# New construction help



## 4020power (Jul 24, 2011)

Hello all, i am currently in the process of wiring my house for electric. I plan on having a dedicated HT room upstairs in one of the bonus rooms and a gameroom in the other bonus room on the other end of the house. I would like use a denon 4311 avr for the HT room and for audio for 4 zones (HT room, gameroom, back porch and garage). I want to be able to use my iphone for a controller when on the porch or in the garage and gameroom. What all is needed for this to work? Will this work? Sorry for the novice question.


----------



## kenbola (Jan 24, 2012)

The Denon looks like a nice receiver. From what I read it is a 3zone/3 source receiver. 
What are you going to for your 4th zone? You will have to consider your options if the Denon is only 3 zones. Keep me posted and good luck, you must have a nice new home.
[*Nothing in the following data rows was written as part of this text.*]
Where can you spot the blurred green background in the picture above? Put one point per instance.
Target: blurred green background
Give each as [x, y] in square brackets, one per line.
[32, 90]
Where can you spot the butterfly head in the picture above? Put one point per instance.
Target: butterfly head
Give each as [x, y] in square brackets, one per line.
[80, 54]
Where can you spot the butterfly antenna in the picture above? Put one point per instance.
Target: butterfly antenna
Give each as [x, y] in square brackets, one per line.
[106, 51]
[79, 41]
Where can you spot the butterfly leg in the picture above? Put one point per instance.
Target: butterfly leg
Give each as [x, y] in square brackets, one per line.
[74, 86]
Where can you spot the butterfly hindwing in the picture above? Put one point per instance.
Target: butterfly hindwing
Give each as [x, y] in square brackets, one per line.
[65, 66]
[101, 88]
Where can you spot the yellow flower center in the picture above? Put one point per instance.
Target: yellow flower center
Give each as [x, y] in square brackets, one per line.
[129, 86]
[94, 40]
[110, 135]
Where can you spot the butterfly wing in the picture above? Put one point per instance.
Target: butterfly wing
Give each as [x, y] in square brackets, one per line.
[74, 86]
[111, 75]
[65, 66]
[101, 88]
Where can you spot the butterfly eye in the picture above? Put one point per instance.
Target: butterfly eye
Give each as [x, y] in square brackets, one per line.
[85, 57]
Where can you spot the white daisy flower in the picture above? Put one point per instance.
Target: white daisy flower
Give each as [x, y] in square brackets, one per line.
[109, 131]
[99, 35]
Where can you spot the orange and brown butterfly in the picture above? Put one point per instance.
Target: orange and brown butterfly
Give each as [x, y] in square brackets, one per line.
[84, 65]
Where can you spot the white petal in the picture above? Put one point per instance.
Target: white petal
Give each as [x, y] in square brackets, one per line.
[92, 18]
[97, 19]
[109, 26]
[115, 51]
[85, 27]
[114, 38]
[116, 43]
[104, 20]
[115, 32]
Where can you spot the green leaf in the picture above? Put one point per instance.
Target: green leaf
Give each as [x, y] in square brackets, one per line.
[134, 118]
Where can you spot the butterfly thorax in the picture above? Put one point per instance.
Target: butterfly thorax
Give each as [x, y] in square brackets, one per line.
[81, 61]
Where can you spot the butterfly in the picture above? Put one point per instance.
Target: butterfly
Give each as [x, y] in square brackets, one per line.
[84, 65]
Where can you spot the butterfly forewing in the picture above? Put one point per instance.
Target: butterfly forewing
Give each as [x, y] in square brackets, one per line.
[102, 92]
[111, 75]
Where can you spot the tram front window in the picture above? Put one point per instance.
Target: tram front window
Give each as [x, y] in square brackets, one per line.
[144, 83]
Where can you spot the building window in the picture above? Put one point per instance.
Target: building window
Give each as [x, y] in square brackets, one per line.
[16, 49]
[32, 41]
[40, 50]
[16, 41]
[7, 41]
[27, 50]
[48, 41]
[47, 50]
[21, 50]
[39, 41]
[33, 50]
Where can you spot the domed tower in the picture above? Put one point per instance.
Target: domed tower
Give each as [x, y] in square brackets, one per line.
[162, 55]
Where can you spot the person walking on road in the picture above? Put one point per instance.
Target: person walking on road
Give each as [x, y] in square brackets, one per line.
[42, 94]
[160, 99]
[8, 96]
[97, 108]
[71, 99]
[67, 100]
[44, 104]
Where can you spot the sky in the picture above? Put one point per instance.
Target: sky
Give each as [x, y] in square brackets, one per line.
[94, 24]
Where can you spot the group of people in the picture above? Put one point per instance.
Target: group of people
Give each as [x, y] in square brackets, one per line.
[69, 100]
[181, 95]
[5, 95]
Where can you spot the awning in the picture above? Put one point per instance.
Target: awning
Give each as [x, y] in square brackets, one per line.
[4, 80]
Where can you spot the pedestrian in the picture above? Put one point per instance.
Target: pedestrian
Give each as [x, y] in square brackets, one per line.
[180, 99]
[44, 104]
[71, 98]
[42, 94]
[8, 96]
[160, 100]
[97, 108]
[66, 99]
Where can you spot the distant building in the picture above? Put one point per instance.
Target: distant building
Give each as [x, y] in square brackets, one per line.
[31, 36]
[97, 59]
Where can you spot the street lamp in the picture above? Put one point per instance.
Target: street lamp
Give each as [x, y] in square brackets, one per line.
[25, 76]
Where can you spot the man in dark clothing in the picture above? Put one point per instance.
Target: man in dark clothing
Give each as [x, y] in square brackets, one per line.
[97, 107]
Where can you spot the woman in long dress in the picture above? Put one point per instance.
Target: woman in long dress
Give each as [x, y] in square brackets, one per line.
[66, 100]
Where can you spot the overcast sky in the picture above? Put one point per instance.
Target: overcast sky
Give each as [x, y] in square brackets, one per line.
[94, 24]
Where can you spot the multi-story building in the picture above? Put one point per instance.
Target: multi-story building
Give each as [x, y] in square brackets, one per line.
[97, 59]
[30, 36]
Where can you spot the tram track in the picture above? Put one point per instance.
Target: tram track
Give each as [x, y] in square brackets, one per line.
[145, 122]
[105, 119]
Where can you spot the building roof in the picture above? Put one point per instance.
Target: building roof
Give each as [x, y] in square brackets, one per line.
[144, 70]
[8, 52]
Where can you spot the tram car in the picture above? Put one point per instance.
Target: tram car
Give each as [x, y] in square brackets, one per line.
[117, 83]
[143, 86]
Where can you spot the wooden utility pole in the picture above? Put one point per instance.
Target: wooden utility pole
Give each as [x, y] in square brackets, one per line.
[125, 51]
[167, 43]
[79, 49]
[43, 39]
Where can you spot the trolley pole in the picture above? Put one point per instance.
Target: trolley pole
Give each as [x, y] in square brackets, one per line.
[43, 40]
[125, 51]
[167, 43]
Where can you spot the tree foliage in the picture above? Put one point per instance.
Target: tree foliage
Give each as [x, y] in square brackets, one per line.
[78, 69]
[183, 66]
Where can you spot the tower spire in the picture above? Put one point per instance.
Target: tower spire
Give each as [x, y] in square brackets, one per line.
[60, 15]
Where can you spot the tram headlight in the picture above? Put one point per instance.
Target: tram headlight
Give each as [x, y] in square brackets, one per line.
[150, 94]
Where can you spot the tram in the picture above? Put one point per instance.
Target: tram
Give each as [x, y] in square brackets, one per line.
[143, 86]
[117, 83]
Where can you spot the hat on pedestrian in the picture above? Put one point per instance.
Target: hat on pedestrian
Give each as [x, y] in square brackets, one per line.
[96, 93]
Enjoy!


----------



## 4020power (Jul 24, 2011)

Ok that's good to know, since it only supports 3 zones, maybe I'll forget about the garage and just do the porch, gameroom and HT room. Thanks


----------



## kenbola (Jan 24, 2012)

Well, if you want an EASY solution, just get an ABCD speaker selector switch from monoprice or radio shack. You would only need to use the A and B buttons. 
Connect one of the zones to the speaker selector input. Then go OUT to A & B on the speaker selector. 
A & B would always be using the same source, but you could turn A and B on or off as needed. 
Good Luck- Let me know how it turns out- PS- your Yamaha remote would still only operate zones 1-3- You would manually have to use the AB buttons to turn them on or off.


----------



## kenbola (Jan 24, 2012)

Also, Yamaha also makes some nice 3 zone receivers the Aventage series.


----------



## DeuceTrinal (May 7, 2012)

For control, check out Roomie remote - it does what you want, I've heard it works well (no personal experience). Run cat 5e (or better - cat 6) throughout the house to place wifi access points. Pull at least two if not more (even better, conduit. Fiber is here already) cat6 and RG6 lines from wherever your modem is going to live to your HT equipment location. Put a conduit from your AVR location to your tv/projector location (at least 1", bigger is better). Conduit from your point of demarcation (place where cable/phone enter the house) to the HT gear location, and possibly to offices/modem locations. 

You can get speaker selectors that are controllable via IR or RS232 that you could use with Roomie. You can get impedance matching speaker selectors that would let you run both rooms at the same time, as well. Check out www.partsexpress.com


----------